雪に眠る知恵――廃トンネルと玄米、岩手県沢内村の静かな挑戦(2003年5月)

雪に眠る知恵――廃トンネルと玄米、岩手県沢内村の静かな挑戦(2003年5月)

2003年、日本は「持続可能な社会」へと舵を切ろうとする、ちょうどその過渡期にあった。地球温暖化への懸念が高まり、「循環型社会」や「ゼロエミッション」という言葉が新聞や雑誌に頻繁に登場するようになった時代。京都議定書の発効を目前に控え、自治体や企業はこぞって再生可能エネルギーの導入や廃棄物の削減に動き出していた。

そうした中、岩手県の山あいにある沢内村(当時)は、大都市の喧噪から遠く離れた地で、まったく異なる形の「エコロジー」を実践していた。舞台は、もとはトンネルとして掘削されたが、使われなくなった"廃トンネル"。本来であれば封鎖されるか、忘れられていくはずのこの空間が、雪を貯める「天然の冷蔵庫」として再生されたのだった。

この再利用の着想には、雪国ならではの深い知恵がある。大量の雪を単に「厄介なもの」と見なすのではなく、むしろ"冷熱"という資源と捉え、その性質を活かそうという発想。廃トンネルは地中にあるため外気温の影響を受けにくく、断熱効果が高い。そこに雪を貯めておけば、夏を越えても溶けずに残り、0度近い安定した低温を保つことができる。

この冷気が使われたのが「玄米の貯蔵」だった。玄米は高温多湿の環境では劣化しやすく、特に夏季にはカビや虫害のリスクが高まる。しかし、冷蔵貯蔵には高額な設備投資や電力が必要になる。

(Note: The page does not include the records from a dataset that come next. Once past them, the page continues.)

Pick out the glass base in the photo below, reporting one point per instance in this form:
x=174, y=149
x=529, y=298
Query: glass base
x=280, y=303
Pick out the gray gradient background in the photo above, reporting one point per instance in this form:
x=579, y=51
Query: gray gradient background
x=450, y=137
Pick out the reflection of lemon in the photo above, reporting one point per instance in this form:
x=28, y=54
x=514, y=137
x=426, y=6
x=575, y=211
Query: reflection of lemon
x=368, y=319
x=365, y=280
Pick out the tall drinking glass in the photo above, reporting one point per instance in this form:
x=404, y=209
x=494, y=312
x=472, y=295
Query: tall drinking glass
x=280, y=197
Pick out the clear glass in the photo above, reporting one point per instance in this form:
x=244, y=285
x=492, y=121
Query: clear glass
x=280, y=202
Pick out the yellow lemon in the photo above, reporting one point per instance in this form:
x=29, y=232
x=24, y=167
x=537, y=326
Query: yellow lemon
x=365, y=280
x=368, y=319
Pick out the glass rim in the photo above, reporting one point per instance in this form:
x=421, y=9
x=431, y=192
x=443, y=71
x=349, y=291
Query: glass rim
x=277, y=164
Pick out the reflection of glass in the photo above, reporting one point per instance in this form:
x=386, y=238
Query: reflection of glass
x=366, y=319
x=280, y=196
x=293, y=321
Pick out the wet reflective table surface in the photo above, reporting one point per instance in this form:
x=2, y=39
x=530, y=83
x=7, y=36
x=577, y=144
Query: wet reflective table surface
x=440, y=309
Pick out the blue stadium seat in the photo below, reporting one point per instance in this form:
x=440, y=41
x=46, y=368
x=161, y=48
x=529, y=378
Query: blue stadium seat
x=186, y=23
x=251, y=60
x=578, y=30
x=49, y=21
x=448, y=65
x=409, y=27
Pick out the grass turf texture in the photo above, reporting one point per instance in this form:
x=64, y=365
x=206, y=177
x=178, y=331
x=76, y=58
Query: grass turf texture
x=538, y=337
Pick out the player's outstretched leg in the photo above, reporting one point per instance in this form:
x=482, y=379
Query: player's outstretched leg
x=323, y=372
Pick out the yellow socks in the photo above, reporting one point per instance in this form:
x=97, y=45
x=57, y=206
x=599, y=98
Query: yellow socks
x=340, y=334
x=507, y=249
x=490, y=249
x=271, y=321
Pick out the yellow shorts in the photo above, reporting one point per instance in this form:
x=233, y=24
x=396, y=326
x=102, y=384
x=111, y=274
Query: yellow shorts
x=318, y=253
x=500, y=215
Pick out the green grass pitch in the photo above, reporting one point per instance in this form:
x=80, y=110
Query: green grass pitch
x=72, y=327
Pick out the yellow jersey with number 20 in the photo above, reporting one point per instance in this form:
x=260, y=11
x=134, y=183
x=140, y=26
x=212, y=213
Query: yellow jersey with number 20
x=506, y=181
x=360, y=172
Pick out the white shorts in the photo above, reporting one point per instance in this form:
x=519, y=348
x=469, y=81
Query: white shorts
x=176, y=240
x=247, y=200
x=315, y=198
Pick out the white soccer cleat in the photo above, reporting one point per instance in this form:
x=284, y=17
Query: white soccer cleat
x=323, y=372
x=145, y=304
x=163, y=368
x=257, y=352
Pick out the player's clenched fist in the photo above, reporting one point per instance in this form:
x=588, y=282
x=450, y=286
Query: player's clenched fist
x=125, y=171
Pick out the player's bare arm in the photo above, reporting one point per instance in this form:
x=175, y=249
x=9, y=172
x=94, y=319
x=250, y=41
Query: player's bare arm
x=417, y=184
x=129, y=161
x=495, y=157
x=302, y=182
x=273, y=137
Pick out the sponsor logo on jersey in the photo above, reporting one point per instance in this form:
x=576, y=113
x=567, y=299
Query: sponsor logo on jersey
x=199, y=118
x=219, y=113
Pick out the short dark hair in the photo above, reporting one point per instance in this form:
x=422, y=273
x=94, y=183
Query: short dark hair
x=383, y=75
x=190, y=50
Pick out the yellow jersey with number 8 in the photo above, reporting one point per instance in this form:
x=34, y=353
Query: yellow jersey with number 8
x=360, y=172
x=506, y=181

そこで地元では、廃トンネルの雪を活用することで、自然エネルギーによる低温環境を作り出し、玄米を長期間、安全に保存するという試みを行った。しかもこれは、電気をほとんど使わない、まさに「地球にやさしい貯蔵庫」だった。

さらに注目すべきは、似た取り組みが他地域にも広がっていたことだ。たとえば、北海道の沼田町では、貯雪庫の断熱材として樹皮チップや籾殻といった"バイオマス資材"が使われていた。これらは単なる廃材ではなく、雪の融解水を毛管現象で吸い上げ、気化熱を奪う仕組みとなっており、断熱材の内部温度上昇を防いで雪を長く保つ役割を果たしていた。これもまた、自然の性質と人間の知恵が静かに交差する、小さな発明だった。

このような事例に共通するのは、「新しいエネルギー」や「最先端技術」ではなく、「いまそこにあるもの」を丁寧に見直し、少しの工夫で生活を持続可能なものへと変えていく、静かで誠実なアプローチである。忘れられたトンネル、邪魔者のような雪、農作業の副産物――そうした「周縁のもの」が、この時代のエネルギー観に風穴を開けていた。

そして、こうした動きは「地方からの環境モデル」として注目されつつあった。経済的には大都市に劣る地域が、むしろ自然資源に恵まれているという逆説。そして、その自然と共に生きる暮らしが、結果的に低炭素で、環境に負荷をかけない社会のあり方を提示していた。2003年当時、持続可能性の議論はまだ専門家や政策担当者の領域にとどまりがちだったが、沢内村のこの事例は、地域の現場から生まれた環境哲学そのものだった。

「古いものを活かす」という発想は、単なるノスタルジーではない。それは、過去に投じられたエネルギーや労力を再評価し、それを次の時代へと繋ぐ意思の表れである。沢内村の廃トンネルが雪と玄米を守り続けたように、静かに、しかし確かな意思で、未来を支える場所が、この日本の片隅にはたしかに存在していた。